Ezersky shoots upwards of five segments a day, and this year so far she’s delivered more than 100. Often, if a designer has been reluctant to be interviewed, she’ll show up at his showroom anyway – camera crew in tow. And she never misses an event where there might be a goody bag.
Although she sits out the European shows, Ezersky’s a hit internationally. “You know, in France we like this kind of thing,” says designer Catherine Malandrino, a friend. “The crazy ladies.”
And then there’s the rabid Japanese following. “I don’t know!” Ezersky says, laughing about her Japanese fan base on her way to a shoot at the Madison Avenue jewelry shop of Laurence Graff, a tight-lipped Englishman accustomed to dealing with oil tycoons and the women who love them. “I feel a real affinity for the Japanese, too.” She’s wearing mint-green Roberto Cavalli – her bellybutton is peeking out, and her neck is trimmed in fur. Graff takes one look at her and retreats to the back of the store to catch his breath. When he emerges, he inspects her jewelry. “These should be real,” he sniffs, objecting, perhaps, to the unshined quality of Ezersky’s bijoux.

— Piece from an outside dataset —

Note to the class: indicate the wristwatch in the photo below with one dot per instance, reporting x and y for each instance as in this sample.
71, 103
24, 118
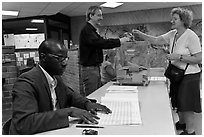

She looks at the camera and rolls her eyes dramatically. “Well, okay. Like, give me some diamonds, mister!”
Offscreen, Lauren’s a pretty regular freelancing girl. She rides the subway, carefully picking her way around sidewalk grates in her Manolo Blahniks, oblivious to the stares of everyone who recognizes her. She worries about whether or not the bellybutton pierce she got last year is ever going to heal, and hopes things will work out with the guy she met over the summer. “You have no idea how hard it is to find someone who gets it,” she says with a sigh. She’s been with plenty who didn’t, like the guy with a big house in the Hamptons – who was “like, way too macrobiotic.” She goes out with designers and other people she knows through work, but hangs on to a few old girlfriends from her college days, with whom she takes quiet trips to Vermont and Florida.
She lives in a studio apartment on Central Park South with messy closets and two chihuahuas she paper-trained after Bobbi Brown spotted her walking her dogs and looking like: “Hello? a total disaster.” Her apartment, however, is far from ordinary. It calls to mind the boudoir of Marie Antoinette: all courtly damask and pillows arranged, it seems, for cake-eating. “Everyone’s surprised when they see it,” she says, “like they expect it to be more … something. It’s really very girly. But that’s what I’m like. Totally femme.”
She drew inspiration from Galliano for the vanity dripping with dusty beads and mirrors and porcelain cherubs. Everywhere you look, Steiff stuffed animals peek out. There are pillows and footstools and dozens of oil paintings. “I found it all in flea markets,” she boasts. And lined up along the mantel are a dozen or so clocks: “I’m totally punctual.”
But the truly great part of Ezersky’s apartment is the narrow hallway that leads to the bathroom: her hall of fame, studded with dozens of eight-by-ten black-and-white photographs in gilt frames. Here is Karl Lagerfeld spritzing her neck with perfume and shots of her with Jean-Paul Gaultier and Alexander McQueen, Kate Spade and Helmut Newton and Sonia Rykiel. “It’s a work in progress,” she says. “Like me.”
But despite her burgeoning success, she’s really feeling Zen about it all. “I think this is really the best time of my life,” she says again with a sigh on the banquette at Stephen Knoll as the pedicurist scrubs furiously at her heel. “I might even get an agent!”